Small squares of wide-range pH paper, pH color chart, paper towels, 4 dropper bottles, ammonia, lemon juice, skim milk, distilled water, forceps, 50 ml beakers, small squares of narrow-range pH paper, 2 stirring rods

Procedure (part A): Testing the pH of Substances

  1. Line up 4 squares of wide-range pH paper about 1 cm apart on a paper towel.
  2. Put one drop of distilled water on the pH square.
  3. Compare the color of the pH paper to the color chart and record the pH in data table 1.
  4. Repeat this procedure for the ammonia, lemon juice, and skim milk.

Questions (Part A): Determining the pH of Solutions

  1. Which substance was the most acidic?
  2. Which substance was the most basic?
  3. Did any of the substances have a pH close to neutral? Name them.

Procedure (part B): Showing the Effect of pH on a Biological Molecule (Milk Proteins)

  1. Place 100 drops of skim milk in a 50 ml beaker.
  2. Pick up a piece of narrow-range pH paper with forceps.
  3. Touch the pH paper to the milk and remove it.
  4. Compare the color of the pH paper to the pH color chart.
  5. Record the initial pH in data table 2.
  6. Add a drop of lemon juice to the milk in the cup & stir with a stirring rod. Keep track of how many drops you add to the milk!
  7. Measure and record the pH of the solution with the narrow-range pH paper.
  8. Repeat step 7 until you notice an obvious change in the appearance of the milk. record this final pH and appearance of the milk in your data table.
  9. Repeat steps 1-8 using a clean 50 ml beaker and fresh milk, and substitute ammonia for the lemon juice.
  10. Add drops of ammonia to the milk until the change in pH of the milk is equal to the change in pH you measured in step 8. Be sure to keep track of the number of drops added. HINT: If the pH changed by 2 units with the lemon juice, then add ammonia until you also get 2 pH units of change!

Data:

Table 1

 

Substance Tested pH Acid Base Neutral

 

Table 2

Substance Tested Substance used to Produce Change Starting pH of Milk Final pH of Milk Original Appearance of Milk Final Appearance of Milk Total Number of drops added to Produce the change
100 drops Skim Milk Lemon Juice
100 drops Skim Milk Ammonia

Questions:

1. Which substance tested from table 1 was the most acidic?
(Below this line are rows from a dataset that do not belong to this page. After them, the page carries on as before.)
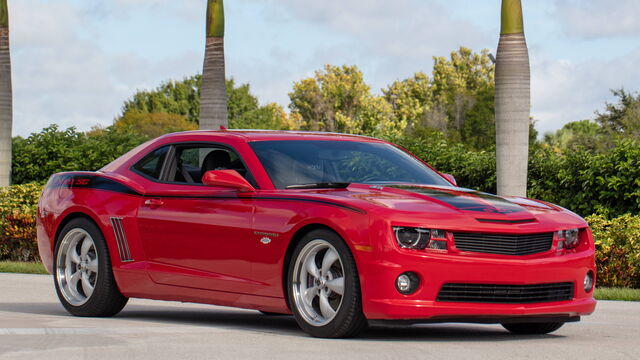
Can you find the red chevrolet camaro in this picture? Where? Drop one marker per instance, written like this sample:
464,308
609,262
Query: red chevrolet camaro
339,230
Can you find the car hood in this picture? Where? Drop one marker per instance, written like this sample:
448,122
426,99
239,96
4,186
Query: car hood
422,201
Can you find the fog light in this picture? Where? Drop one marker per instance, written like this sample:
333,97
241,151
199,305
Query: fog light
407,283
588,282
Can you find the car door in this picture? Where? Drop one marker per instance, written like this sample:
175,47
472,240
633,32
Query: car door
195,235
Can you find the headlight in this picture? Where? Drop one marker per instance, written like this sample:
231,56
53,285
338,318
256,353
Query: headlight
570,238
420,239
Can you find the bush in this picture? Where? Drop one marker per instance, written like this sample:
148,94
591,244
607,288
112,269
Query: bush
18,206
582,181
617,250
52,150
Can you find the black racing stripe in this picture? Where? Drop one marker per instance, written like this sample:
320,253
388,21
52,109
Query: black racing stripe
250,197
97,182
89,181
468,200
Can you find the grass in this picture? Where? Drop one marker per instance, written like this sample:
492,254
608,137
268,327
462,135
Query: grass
22,267
620,294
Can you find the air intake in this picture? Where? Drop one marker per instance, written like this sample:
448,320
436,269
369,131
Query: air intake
121,240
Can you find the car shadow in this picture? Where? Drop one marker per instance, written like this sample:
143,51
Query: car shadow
238,319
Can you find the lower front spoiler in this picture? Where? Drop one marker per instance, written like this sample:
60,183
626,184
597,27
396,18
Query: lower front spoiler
478,320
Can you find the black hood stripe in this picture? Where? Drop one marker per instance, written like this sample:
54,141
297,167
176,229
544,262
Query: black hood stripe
467,200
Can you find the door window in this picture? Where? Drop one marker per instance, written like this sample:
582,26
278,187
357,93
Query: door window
191,162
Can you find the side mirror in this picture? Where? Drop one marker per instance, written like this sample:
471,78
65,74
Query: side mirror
227,179
450,178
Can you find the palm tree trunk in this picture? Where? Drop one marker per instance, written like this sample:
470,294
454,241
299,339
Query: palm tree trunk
513,102
213,95
6,98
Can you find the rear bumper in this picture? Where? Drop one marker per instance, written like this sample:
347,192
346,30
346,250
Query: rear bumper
381,300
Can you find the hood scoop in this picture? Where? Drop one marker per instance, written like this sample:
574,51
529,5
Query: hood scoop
504,221
491,206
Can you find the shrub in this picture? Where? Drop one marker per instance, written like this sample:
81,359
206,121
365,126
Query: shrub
617,250
18,206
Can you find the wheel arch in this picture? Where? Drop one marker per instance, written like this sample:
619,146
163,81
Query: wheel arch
70,217
295,239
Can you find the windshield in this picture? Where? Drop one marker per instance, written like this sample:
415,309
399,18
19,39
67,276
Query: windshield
291,163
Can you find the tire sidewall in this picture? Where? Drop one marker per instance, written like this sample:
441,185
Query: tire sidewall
351,301
103,265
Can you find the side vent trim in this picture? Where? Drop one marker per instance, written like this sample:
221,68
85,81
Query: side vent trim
121,240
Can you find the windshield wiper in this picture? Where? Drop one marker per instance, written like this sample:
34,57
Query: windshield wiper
320,186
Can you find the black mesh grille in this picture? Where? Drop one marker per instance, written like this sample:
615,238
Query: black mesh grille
506,294
503,244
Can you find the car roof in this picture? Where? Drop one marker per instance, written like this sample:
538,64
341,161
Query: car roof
270,135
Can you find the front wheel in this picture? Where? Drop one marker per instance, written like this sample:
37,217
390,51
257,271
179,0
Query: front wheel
533,328
82,272
323,287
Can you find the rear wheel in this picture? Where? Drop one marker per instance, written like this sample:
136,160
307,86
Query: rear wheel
323,287
82,272
533,328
2. Which substance was most basic?

3. Did any substance from table 1 have a neutral, or near neutral pH? If so, which substance was neutral?

4. Why did you use narrow-range pH paper to measure the milk’s change in pH?

 

5. Describe the change in appearance of the milk as more lemon juice was added. Explain why this change occurred.

 

 

6. How much did the pH of milk change when lemon juice was added?

7. Why do you think lemon juice “curdled”  (precipitated out the proteins) from the milk?

 

8. Did you get the same change when ammonia was used? Why or why not?